Big Government’s Back

16 September 2005



Bush Will Spend $200 Billion to Clean up after Katrina

Last night, George “Nero” Bush tried to convince the American people that he was getting on top of the mess Hurricane Katrina made of the Deep South. His 20 minute speech from Jackson Square in New Orleans was not his finest performance, but it may have stopped the hemorrhage of popularity from his administration. However, there is a political cost to this – he may have lost part of his conservative base with a Rooseveltian scheme of massive government spending.

The plan itself is grandiose by necessity. At the end of the day, the American people want their government to fix the mess. There may be ideological quibbles over the role of government and its relationship to the private sector, but the simple fact is that without government action, the Gulf Coast will revert to swamp and wilderness. There is no other entity big enough or wealthy enough -- $200 billion is roughly equal to the total assets of ExxonMobil. Mr. Clinton announced that the era of Big Government was over; Mr. Bush has said it never really went away.

But there were voices on the right that howled at the idea of the federal government spending that kind of money. Former Florida Congressman Joe Scarborough and Tucker Carlson, both self-avowed rightists and fans of the president, immediately began complaining on MSNBC about the price tag and the federal actions surrounding it. Mr. Carlson said, roughly, that the president was asking a great many of his supporters swallow a great deal of unpleasant medicine. Fiscal responsibility is vital, naturally, and any economist will point out that $200 billion would require substantial tax increases to fund properly – or huge new levels of debt. One expects to hear more from the likes of Messrs. Scarborough and Carlson before anything more is done.

However, the other part of the Republican coalition, the corporate welfare crowd, loved the speech. The odious Haley Barbour, governor of Mississippi and stereotypical oleaginous good ol' boy from Dixie, positively drooled over the proposed Gulf Opportunity Zone – the same principle that has enriched the coast of China at the expense of the interior. The general idea is to suspend the rules by which the rest of the economy plays to allow carpetbaggers and scalawags to plunder the South (as during the post-Civil War period) and rebuilding parts of it as a side effect. As experience in China and elsewhere has proved, this growth will come at the expense of the area just beyond the special economic zone.

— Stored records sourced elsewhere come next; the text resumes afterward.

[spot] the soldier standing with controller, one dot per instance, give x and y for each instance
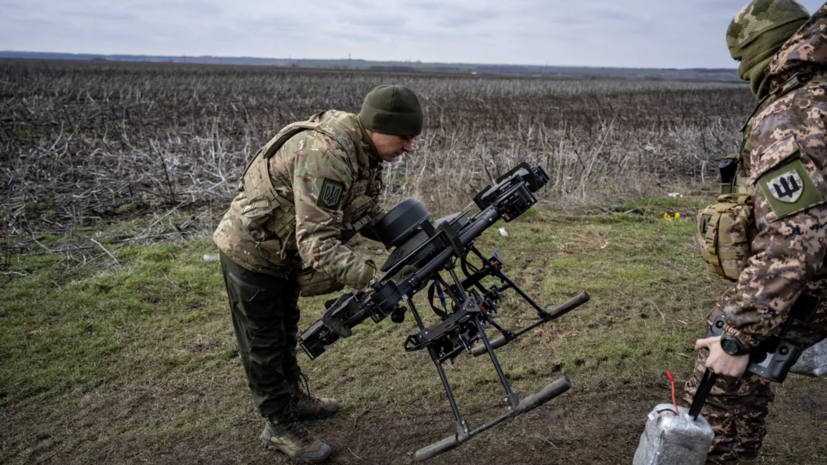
(302, 196)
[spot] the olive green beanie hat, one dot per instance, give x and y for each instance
(392, 110)
(758, 32)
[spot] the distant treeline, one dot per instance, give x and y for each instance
(704, 74)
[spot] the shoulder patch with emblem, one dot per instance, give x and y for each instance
(789, 189)
(330, 195)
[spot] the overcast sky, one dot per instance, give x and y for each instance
(624, 33)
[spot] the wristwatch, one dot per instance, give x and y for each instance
(733, 346)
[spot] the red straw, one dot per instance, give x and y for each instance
(672, 381)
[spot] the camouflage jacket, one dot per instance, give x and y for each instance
(297, 199)
(787, 166)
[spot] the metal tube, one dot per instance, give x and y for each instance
(494, 359)
(445, 384)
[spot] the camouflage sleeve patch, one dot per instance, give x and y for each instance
(322, 176)
(330, 194)
(789, 189)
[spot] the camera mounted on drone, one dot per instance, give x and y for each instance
(433, 248)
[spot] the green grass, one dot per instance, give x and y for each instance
(137, 362)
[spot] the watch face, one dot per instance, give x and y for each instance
(730, 346)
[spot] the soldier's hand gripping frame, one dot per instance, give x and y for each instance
(434, 248)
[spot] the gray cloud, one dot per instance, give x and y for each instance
(632, 33)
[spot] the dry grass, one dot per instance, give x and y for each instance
(80, 142)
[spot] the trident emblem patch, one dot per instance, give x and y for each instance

It will hurt Arkansas, East Texas, Georgia and the northern parts of Louisiana, Mississippi and Alabama. It won't really increase economic activity so much as concentrate it in a certain place that makes things look more impressive.

Still, on the face of it, Mr. Bush’s plan isn’t too bad. A big job lies ahead, and he has outlined an ambitious plan with something for everyone (even the poor are going to get some money to learn a trade). But like everything else, execution is the key, and this administration isn’t very good at execution. Mr. Bush said, “we will do what it takes, we will stay as long as it takes,” to fix the Gulf region. Unfortunately, that is also his policy for Baghdad, where billions have been spent and where one still can’t safely drive from the airport to the center of town.